Frequently reported side effects of this drug
- Constipation
- Diarrhea
- Common cold symptoms
- Heartburn
- Bloating
- Abdominal pain
- Passing gas
- Trouble sleeping
Other side effects of this drug: Talk with your doctor right away if you have any of these signs of:
- Liver problems like dark urine, fatigue, lack of appetite, nausea, abdominal pain, light-colored stools, vomiting, or yellow skin.
- Infection
- Severe dizziness
- Passing out
- Burning or numbness feeling
- Chest pain
- Unable to pass urine
- Change in amount of urine passed
- Joint pain
- Muscle pain
- Severe loss of strength and energy
- Swollen glands
- Depression
- Stevens-Johnson syndrome/toxic epidermal necrolysis like red, swollen, blistered, or peeling skin (with or without fever); red or irritated eyes; or sores in mouth, throat, nose, or eyes.
- Signs of a significant reaction like wheezing; chest tightness; fever; itching; bad cough; blue skin color; seizures; or swelling of face, lips, tongue, or throat.
Note: This is not a comprehensive list of all side effects.

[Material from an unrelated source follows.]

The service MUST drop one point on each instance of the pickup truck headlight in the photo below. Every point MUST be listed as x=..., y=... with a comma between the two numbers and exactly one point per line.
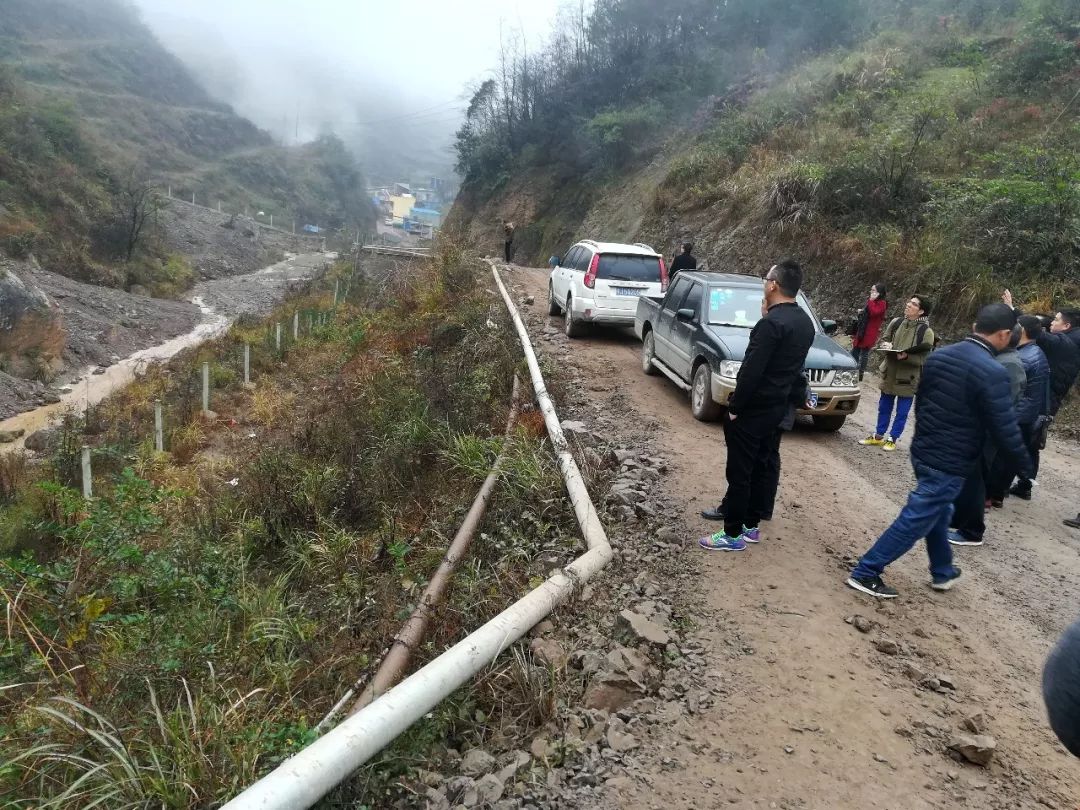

Talk to your doctor if you have questions.
Consumer Information Use and Disclaimer: This information should not be used to decide whether or not to take this medicine or any other medicine. Only the healthcare provider has the knowledge and training to decide which medicines are right for a specific patient. This information does not endorse any medicine as safe, effective, or approved for treating any patient or health condition. This is only a brief summary of general information about this medicine. It does NOT include all information about the possible uses, directions, warnings, precautions, interactions, adverse effects, or risks that may apply to this medicine. This information is not specific medical advice and does not replace information you receive from the healthcare provider. You must talk with the healthcare provider for complete information about the risks and benefits of using this medicine.